Some papers of this research group promoted the “closed-cycle approach” (in a basin or similar delimited region) to realize virtuous strategies capable to keep the aquifer at a constant level by introducing water from non-conventional sources [3]. These additional streams of water can be obtained by virtuous processes such as desalination of seawater (or brackish water) or water-reuse processes and can be suitable for different uses (of different quality standards) [3]. Moreover, these projects should be rewarded by the community because they save “renewable water”. In our papers, we proposed an economic incentive to reward these water treatment and reuse projects based on the actual value of water. This “value” was set on thermodynamic basis by relating water quality to the work required for treatment/purification (e.g., seawater desalination). A future “virtuous territory” must include “holistic Wastewater Treatment Plants (WWTPs)” as the centres to recovery water at different quality (from washing purposes to potabilization) as well as resources and energy. Most of the innovative “holistic approaches” include biological degradation (e.g., anaerobic digestion) also integrated with other sources of organic waste. A key waste stream in these biological processes are biosolids, which can then be treated by thermo-conversion processes such as incineration, gasification, hydrothermal carbonization. Many schemes are discussed in the literature; an extensive review with possible material and energy balances around modern WWTPs is given by Scherson and Criddle [4]. On the other hand, the concept of recovery valuable resource from non-conventional waters has been deeply discussed by Puyol et al [5] for wastewaters in general and by Drioli et al (for the particular case of seawater) [6].

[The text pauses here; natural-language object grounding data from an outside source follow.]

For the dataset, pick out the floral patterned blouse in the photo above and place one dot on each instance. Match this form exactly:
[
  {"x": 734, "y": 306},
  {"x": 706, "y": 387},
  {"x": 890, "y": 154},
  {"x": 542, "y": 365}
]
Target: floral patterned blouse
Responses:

This Special Issue is devoted to a deeper analysis of current and future technologies for water treatment with particular focus on the barriers and the opportunities. A total of eight selected articles cover three hot topics in the water-technology panorama. Some papers are devoted to the analysis of state of the art and barriers (e.g., public acceptance) in the cited fields, also by carrying out meta-analysis [7,8] and by focusing on water quality [9,10]. A total of three published papers deal with innovative processes to remove organic micropollutant by means of biological treatment, adsorption or advanced oxidation processes [11,12,13]. Two papers focus on the removal of ions from water [10,14] with a particular focus on the energy recovery from wasted stream given in the final work of Capocelli et al. [14].

Although not exhaustive, the topics covered by the Special Issue can give the picture of how multidisciplinary the research in this sector is and how it is necessary to integrate different aspects of knowledge to optimize and to adopt virtuous and efficient reuse systems. To increase the percentage of water recovery in our systems, many progresses in both water treatment and water management are needed, with a particular attention to the water–energy nexus to exploit synergies between these two strongly interconnected worlds.